One of the reasons I was keen to immerse myself at Lotusphere 2008 in Orlando last month, was a desire to talk to a saturation of Lotus/IBM business and channel partners. You see, in Asia Pacific more so than any other global geography, channel partners are the industry and their contribution to any strategy is critical to any vendor's regional success. CA's recent decision to move to a partner model in the APJ region highlighted that the role and value of a local analyst firm is closely wedded to the same business proposition that has made the ICT vendor channel market such a staggeringly large part of our industry. According to CA their realignment strategy was led by the need to increase market coverage and customer penetration by tapping local expertise. They go on to say that experience has shown CA that local industry expert partners possess a wealth of knowledge, experience and cultural understanding that no outside organisation could match.

 

In a previous life when I was responsible for the development of partnerships and alliances in a far-flung (from Stamford CT. anyway) corner of the globe, it became very clear that the greatest value offered by local arms of international analyst organisations was to assist US or European-based vendor sales & marketing objectives of equity growth, brand awareness, stability, penetration and strategic positioning within a selection of the regions top 100 accounts.

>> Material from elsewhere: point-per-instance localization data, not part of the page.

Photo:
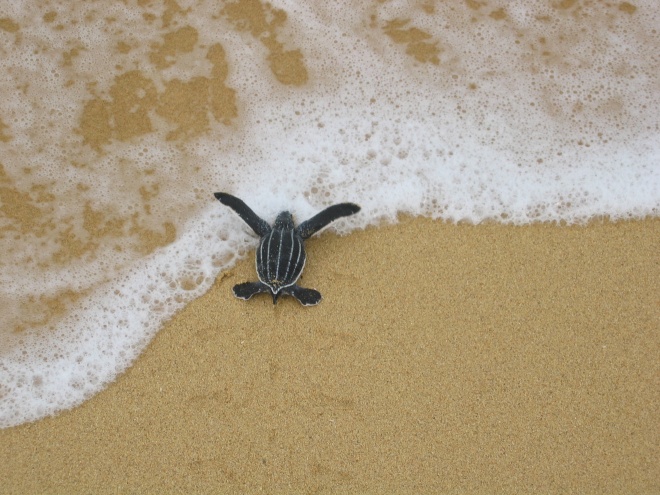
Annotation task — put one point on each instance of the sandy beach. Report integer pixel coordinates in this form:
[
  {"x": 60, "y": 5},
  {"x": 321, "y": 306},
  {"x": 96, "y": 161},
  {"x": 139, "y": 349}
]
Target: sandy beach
[{"x": 443, "y": 359}]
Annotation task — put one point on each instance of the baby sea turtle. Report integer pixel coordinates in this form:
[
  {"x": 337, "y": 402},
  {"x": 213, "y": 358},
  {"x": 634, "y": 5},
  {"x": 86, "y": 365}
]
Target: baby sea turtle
[{"x": 281, "y": 253}]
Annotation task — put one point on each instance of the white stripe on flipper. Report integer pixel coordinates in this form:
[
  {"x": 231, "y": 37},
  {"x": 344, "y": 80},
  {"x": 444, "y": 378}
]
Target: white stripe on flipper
[{"x": 300, "y": 252}]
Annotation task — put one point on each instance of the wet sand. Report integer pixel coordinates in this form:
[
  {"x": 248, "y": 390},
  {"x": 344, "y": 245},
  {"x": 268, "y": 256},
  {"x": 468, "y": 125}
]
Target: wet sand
[{"x": 443, "y": 359}]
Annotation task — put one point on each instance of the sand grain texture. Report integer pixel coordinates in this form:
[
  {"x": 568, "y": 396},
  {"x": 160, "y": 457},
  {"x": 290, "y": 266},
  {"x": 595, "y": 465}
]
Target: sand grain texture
[{"x": 444, "y": 358}]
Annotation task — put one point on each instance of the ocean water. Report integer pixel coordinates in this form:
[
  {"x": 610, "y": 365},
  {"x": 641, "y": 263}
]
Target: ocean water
[{"x": 119, "y": 119}]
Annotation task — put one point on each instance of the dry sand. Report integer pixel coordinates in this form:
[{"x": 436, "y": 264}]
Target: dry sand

To be successful at that strategy you first need people on the ground, relationships in hand, and an implicit understanding of the economic psyche of the region. Those things could not be achieved with foreign-based resources or an over-the-phone analyst. The incorporation of organisations like our own are based on these geographic demands and so it seems is the vendor channel strategy. Helping manage the following list of inherent channel partner challenges becomes the role of the local analyst.

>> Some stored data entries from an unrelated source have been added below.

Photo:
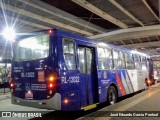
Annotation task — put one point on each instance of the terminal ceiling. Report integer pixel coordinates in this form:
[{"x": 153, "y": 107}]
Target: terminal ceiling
[{"x": 128, "y": 23}]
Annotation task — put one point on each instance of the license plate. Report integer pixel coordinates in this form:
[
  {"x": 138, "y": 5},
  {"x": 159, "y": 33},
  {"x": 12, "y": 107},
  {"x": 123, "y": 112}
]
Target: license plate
[{"x": 28, "y": 95}]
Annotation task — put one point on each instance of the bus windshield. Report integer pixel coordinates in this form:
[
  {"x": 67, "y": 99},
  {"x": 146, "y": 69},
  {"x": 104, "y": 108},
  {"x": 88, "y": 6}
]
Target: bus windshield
[{"x": 32, "y": 48}]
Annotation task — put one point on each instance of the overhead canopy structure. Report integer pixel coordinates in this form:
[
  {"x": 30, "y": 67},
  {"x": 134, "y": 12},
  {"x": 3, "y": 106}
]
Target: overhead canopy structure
[{"x": 128, "y": 23}]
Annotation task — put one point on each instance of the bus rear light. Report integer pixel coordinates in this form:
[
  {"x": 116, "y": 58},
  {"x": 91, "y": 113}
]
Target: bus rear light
[
  {"x": 11, "y": 85},
  {"x": 51, "y": 85},
  {"x": 51, "y": 78}
]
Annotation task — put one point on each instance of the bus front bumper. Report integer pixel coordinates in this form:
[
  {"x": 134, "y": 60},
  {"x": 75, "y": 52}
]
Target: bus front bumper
[{"x": 53, "y": 103}]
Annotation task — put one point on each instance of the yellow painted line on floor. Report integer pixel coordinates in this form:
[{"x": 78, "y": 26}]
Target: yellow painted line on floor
[{"x": 149, "y": 93}]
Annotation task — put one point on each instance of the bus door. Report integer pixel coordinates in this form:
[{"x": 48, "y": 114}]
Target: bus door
[{"x": 87, "y": 75}]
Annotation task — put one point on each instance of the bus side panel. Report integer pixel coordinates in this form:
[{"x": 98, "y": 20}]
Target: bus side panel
[
  {"x": 105, "y": 78},
  {"x": 69, "y": 82}
]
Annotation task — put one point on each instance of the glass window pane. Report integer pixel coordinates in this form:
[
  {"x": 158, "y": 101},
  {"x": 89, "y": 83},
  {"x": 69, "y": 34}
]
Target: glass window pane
[
  {"x": 32, "y": 48},
  {"x": 89, "y": 60},
  {"x": 71, "y": 48},
  {"x": 101, "y": 53},
  {"x": 82, "y": 60},
  {"x": 70, "y": 62},
  {"x": 68, "y": 51}
]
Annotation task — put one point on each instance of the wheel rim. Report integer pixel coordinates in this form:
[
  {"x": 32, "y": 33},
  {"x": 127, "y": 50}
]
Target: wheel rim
[{"x": 112, "y": 97}]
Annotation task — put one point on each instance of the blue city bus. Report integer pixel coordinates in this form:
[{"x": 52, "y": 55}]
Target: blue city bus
[{"x": 52, "y": 69}]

  • Inability to penetrate all target accounts
  • Perceived obsolesence due to competitive pressure from emerging products
  • Incumbent price leader pressure and competitive noise
  • Client migration and product/revenue cannibalisation
  • Not being able to support clients in emergent technology migration
  • Delivering greater product diversification within accounts (rather than just what they know)
  • Selling low (and often technically)in prospective accounts

Therefore by reviewing their analyst purchasing strategy in alignment with the key objectives of their regional channel partner strategy technology vendors could increase analyst and channel partner ROI, increase end-user perception of the international vendors, and ultimately increase local industry development.

Quite simply, whether your view is that analyst firms are a same-same-but-different animal in the channel ecosystem or separate to it, vendors should not be investing millions of dollars in regional channel strategies without investment in the local analyst expertise to support it.